Recogió las armas con gesto mecánico, y en vez de descargarlas en el pecho del general Feraud, expresó la idea dominante en su cerebro:

– Ya no volverá usted a batirse en duelo. Su tono de serena e inefable satisfacción fue demasiado para el estoicismo de Feraud.

– ¡Qué está pensando, que no dispara, maldito petimetre con sangre de horchata! -estalló bruscamente, aunque manteniendo el rostro impasible y erguido sobre el cuerpo rígido.

El general D'Hubert descargó cuidadosamente las pistolas. Esta operación fue observada con una extraña mezcla de sentimiento de parte del otro militar.

– Erró la puntería dos veces y la última a un paso de distancia -dijo fríamente el vencedor, pasando las dos pistolas a una mano-. Según todas las reglas del código, su vida me pertenece. Eso no quiere decir que desee acabar con usted en este momento.

– No deseo su clemencia. -murmuró sombríamente el general Feraud.

– Permítame decirle que no es eso lo que pretendo -dijo D'Hubert, cuyas palabras eran dictadas por una exquisita delicadeza de sentimientos. En un rapto de ira habría muerto a ese hombre, pero a sangre fría le repugnaba humillar con su generosidad a este ser insensato, camarada en la Grande Armée, compañero en las glorias y derrotas de la formidable epopeya militar-. Supongo que no pretenderá indicarme lo que debo hacer con algo que me pertenece.

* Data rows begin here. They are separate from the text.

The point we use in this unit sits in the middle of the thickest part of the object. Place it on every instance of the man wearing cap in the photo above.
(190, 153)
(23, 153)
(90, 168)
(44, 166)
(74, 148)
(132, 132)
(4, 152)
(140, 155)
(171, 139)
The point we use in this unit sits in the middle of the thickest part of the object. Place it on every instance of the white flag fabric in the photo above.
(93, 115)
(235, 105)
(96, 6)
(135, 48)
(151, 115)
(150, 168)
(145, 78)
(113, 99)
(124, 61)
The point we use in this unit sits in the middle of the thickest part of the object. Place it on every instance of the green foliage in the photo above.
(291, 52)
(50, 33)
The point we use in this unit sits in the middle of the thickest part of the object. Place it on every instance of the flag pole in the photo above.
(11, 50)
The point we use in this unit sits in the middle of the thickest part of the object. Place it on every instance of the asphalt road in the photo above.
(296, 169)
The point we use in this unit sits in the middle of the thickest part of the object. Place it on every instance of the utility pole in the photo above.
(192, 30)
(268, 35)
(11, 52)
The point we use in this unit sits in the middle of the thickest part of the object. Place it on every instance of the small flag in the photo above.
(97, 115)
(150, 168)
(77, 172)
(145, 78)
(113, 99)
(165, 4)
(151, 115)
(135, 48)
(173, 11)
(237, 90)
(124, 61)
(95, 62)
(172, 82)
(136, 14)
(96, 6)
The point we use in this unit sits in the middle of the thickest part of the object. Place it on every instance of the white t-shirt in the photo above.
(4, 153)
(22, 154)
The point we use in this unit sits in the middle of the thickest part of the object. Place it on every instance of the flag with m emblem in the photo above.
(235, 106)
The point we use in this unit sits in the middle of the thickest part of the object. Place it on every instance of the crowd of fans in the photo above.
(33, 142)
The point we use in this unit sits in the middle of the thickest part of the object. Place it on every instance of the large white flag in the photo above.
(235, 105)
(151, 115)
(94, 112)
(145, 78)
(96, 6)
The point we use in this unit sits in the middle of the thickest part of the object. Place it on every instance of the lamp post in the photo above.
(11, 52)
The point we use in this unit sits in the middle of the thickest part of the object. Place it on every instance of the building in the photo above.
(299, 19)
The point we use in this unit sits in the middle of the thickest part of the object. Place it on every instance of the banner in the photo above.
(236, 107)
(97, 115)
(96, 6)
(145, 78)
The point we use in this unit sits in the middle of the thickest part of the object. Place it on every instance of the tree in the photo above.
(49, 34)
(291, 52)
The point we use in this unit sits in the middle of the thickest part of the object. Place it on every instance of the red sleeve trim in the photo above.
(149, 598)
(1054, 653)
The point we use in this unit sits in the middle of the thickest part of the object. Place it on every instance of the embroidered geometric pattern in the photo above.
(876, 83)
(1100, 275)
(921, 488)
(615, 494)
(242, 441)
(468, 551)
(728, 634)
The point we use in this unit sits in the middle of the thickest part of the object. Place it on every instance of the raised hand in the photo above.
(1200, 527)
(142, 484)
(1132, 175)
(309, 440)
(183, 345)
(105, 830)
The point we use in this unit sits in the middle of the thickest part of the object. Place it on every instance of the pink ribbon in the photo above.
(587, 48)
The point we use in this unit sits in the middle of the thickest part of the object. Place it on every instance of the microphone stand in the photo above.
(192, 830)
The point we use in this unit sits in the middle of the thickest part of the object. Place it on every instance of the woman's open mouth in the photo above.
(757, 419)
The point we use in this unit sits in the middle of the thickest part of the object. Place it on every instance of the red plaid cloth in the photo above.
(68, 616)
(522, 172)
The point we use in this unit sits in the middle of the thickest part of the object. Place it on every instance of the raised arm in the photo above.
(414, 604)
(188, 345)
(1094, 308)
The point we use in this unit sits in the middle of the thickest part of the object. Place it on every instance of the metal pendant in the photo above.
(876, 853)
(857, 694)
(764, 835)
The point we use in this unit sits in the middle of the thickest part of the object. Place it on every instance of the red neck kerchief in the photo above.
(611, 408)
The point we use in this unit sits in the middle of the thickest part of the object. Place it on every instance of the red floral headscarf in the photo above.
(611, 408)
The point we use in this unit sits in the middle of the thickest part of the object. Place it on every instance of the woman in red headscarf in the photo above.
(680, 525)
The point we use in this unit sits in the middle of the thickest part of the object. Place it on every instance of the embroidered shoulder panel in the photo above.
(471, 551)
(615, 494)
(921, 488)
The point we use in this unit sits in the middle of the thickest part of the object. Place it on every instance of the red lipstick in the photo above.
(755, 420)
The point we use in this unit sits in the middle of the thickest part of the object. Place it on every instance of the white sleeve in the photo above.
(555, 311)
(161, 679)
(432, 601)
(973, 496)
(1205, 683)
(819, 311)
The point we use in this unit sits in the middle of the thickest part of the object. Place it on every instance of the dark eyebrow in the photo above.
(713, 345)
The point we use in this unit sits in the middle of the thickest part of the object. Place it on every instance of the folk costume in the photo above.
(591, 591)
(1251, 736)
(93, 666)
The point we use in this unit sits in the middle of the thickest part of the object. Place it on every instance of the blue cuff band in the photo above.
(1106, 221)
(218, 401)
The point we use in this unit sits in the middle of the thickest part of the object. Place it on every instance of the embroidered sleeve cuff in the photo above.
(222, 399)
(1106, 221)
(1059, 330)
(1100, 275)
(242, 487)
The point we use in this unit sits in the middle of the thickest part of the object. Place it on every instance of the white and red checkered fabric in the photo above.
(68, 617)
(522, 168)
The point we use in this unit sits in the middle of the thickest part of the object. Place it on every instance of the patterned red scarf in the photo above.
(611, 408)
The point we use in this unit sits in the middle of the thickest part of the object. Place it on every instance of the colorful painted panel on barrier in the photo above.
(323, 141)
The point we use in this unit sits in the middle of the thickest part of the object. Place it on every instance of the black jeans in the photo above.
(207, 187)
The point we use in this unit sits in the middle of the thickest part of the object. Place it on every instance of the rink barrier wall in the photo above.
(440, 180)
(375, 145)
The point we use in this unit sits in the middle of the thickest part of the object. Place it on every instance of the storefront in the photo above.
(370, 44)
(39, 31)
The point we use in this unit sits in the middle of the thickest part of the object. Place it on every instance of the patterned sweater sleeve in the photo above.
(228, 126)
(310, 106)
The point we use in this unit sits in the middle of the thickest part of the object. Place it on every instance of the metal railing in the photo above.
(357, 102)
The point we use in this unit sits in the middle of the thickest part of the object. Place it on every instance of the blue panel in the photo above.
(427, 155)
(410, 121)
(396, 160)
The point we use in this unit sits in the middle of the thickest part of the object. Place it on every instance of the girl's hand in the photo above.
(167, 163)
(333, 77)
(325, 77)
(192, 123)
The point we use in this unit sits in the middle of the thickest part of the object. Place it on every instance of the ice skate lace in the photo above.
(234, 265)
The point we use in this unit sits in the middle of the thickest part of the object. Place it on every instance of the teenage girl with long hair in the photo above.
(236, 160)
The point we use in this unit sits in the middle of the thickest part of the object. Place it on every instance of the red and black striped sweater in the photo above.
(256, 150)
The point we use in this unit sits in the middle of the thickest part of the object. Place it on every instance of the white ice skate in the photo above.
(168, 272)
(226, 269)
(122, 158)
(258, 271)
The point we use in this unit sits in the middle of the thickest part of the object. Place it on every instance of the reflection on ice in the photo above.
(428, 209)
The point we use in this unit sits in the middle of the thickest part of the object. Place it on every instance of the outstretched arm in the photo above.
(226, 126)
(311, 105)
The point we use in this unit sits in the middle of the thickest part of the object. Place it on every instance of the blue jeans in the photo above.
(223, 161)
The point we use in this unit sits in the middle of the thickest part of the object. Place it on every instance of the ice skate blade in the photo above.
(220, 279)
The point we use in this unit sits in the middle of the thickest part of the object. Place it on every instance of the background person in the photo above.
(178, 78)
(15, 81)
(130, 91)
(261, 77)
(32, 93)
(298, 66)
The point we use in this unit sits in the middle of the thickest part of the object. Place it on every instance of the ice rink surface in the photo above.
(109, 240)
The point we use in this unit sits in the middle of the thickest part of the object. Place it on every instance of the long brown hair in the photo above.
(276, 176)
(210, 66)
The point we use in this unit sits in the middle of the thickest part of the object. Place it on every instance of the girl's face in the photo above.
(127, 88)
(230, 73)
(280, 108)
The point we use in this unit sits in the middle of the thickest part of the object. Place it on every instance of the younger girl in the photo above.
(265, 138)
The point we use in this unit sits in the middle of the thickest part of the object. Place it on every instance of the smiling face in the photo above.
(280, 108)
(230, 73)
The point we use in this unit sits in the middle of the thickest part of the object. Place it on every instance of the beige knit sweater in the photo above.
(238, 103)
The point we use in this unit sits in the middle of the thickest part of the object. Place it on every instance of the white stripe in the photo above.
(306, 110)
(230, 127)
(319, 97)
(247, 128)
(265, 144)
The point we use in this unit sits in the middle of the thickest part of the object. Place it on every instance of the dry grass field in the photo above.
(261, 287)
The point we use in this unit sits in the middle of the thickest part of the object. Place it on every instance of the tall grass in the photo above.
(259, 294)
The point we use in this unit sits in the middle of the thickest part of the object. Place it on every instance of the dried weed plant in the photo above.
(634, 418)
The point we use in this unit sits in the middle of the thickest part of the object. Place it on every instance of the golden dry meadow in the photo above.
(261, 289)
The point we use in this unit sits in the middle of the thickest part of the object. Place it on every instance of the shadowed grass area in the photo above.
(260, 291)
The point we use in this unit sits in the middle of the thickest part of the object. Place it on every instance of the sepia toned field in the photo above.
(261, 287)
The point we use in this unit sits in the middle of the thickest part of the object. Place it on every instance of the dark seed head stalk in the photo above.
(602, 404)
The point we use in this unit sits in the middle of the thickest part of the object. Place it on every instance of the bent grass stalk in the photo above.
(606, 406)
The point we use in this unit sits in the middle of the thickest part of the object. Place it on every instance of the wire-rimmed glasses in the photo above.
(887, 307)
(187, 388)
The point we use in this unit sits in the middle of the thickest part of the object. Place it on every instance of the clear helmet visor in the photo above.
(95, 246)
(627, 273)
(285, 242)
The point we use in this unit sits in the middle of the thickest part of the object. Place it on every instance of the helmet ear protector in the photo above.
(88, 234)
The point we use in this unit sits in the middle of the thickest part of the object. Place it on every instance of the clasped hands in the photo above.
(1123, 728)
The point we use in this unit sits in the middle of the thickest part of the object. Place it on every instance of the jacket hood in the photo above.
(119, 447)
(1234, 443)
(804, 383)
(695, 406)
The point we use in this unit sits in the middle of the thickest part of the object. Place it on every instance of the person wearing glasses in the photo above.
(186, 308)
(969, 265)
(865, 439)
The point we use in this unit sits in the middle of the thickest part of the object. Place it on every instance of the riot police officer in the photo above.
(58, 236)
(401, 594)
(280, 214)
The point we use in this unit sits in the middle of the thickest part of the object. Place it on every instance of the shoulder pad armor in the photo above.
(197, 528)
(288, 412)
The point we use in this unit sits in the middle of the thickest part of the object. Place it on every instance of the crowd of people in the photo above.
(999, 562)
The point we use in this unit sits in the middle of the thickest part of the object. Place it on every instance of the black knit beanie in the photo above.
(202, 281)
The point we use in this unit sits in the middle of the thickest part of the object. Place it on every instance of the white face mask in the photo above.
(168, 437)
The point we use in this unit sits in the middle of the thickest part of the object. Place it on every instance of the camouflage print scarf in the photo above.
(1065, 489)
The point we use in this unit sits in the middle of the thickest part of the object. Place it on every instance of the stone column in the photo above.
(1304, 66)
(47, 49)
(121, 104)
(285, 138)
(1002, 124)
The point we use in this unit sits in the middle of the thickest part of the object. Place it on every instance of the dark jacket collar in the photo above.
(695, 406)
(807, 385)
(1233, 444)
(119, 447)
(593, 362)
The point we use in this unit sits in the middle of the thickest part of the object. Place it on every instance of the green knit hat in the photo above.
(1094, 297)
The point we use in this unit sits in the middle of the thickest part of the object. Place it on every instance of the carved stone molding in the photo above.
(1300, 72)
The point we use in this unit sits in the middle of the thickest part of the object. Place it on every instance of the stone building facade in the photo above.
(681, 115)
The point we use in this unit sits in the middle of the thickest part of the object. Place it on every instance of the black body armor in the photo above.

El general Feraud miró asombrado, mientras el otro continuaba:

– Usted me ha obligado, por un compromiso de honor, a mantener mi vida a su disposición durante quince años. Está bien. Ahora que la cuestión se ha resuelto:a mi favor, haré lo que me plazca con su vida, basándome en el mismo principio. Se mantendrá usted a mi disposición durante el tiempo que me parezca conveniente. Ni más ni menos. Permanecerá comprometido por su honor hasta que yo le avise.

– Convenido. Pero, sacrêbleu! Esta es una situación absurda para un general del Imperio -exclamó Feraud, con acentos de profunda y desesperada convicción-. Eso significa que tendré que pasar el resto de mi vida con una pistola cargada en un cajón, esperando a que usted decida. Es…, es estúpido. Seré un motivo… de… de burla.

– ¿Absurdo? ¿Estúpido? ¿Le parece? -interrogó el general D'Hubert, con socarrona gravedad-. Es muy posible, Pero no veo cómo pueda remediarse. En todo caso, puede estar seguro de que no voy a pregonar los detalles de esta aventura. No hay motivo para que se sepa nada al respecto. Tal como hasta la fecha nadie conoce el origen de nuestra disputa… Ni una palabra más -agregó terminantemente- no puedo discutir este asunto con un hombre que, en cuanto a mi respecta, no existe.